Since this is a hackathon, it is definitely helpful to have our dataset determined up front, so we have a dataset to work with throughout. We've had good luck with the Gapminder dataset in the R Reproducible Research curriculum as well as in the Software Carpentry r-novice materials because as @raynamharris and @naupaka mentioned, it's domain neutral and interesting and accessible.

Also the data is publicly available data and easy to access. Jenny Bryan has created a gapminder dataset that's good for teaching. So, we're thinking the best plan is to use this dataset to develop the curriculum. Then if people want to modify lessons for more specific domains, they can swap in a more domain specific dataset.

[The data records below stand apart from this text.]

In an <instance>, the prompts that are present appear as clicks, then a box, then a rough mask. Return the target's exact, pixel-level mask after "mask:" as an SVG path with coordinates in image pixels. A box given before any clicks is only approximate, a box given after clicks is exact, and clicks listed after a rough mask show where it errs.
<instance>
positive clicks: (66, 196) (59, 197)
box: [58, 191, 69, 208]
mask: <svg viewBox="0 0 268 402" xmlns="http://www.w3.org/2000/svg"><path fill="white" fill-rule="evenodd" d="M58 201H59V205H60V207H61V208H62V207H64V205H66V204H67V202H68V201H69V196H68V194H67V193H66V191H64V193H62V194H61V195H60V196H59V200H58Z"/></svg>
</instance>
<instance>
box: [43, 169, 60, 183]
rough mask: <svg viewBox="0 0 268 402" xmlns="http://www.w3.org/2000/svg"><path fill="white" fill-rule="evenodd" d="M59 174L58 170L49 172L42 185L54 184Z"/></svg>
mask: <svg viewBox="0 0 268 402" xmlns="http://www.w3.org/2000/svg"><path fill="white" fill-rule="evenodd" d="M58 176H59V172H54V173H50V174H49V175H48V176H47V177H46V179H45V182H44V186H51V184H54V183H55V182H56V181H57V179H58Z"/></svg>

fmichonneau commented 7 years ago

+1 for gapminder

On Sun, Jan 8, 2017 at 8:41 PM, Tracy Teal notifications@github.com wrote:

Since this is a hackathon, it is definitely helpful to have our dataset determined up front, so we have a dataset to work with throughout. We've had good luck with the Gapminder dataset in the R Reproducible Research curriculum as well as in the Software Carpentry r-novice materials https://swcarpentry.github.io/r-novice-gapminder/ because as @raynamharris https://github.com/raynamharris and @naupaka https://github.com/naupaka mentioned, it's domain neutral and interesting and accessible.

Also the data is publicly available data and easy to access. Jenny Bryan has created a gapminder dataset https://github.com/jennybc/gapminder that's good for teaching. So, we're thinking the best plan is to use this dataset to develop the curriculum. Then if people want to modify lessons for more specific domains, they can swap in a more domain specific dataset.

— You are receiving this because you are subscribed to this thread. Reply to this email directly, view it on GitHub https://github.com/Reproducible-Science-Curriculum/RR-Jupyter-Hackathon-Jan-2016/issues/3#issuecomment-271173806, or mute the thread https://github.com/notifications/unsubscribe-auth/AFP3yqrpadFtdKSYEekX40GT2VB5m3r6ks5rQTvggaJpZM4LcZgO .

tracykteal commented 7 years ago

These are links to the R Reproducible research lessons

R Reproducible research lessons

dsoto commented 7 years ago

I like the idea of having a default, domain-neutral data set as well as the flexibility to insert a custom dataset if the instructor would like.

In the absence of a custom dataset, we could create an exercise where participants talk in breakout groups about their own data and brainstorm ways to apply the workshop lessons to their specific research problems.

ErinBecker commented 7 years ago

From the current conversation, it seems like the consensus is that we'll be using gapminder for the core lessons? Is this accurate? If so, should we close this issue?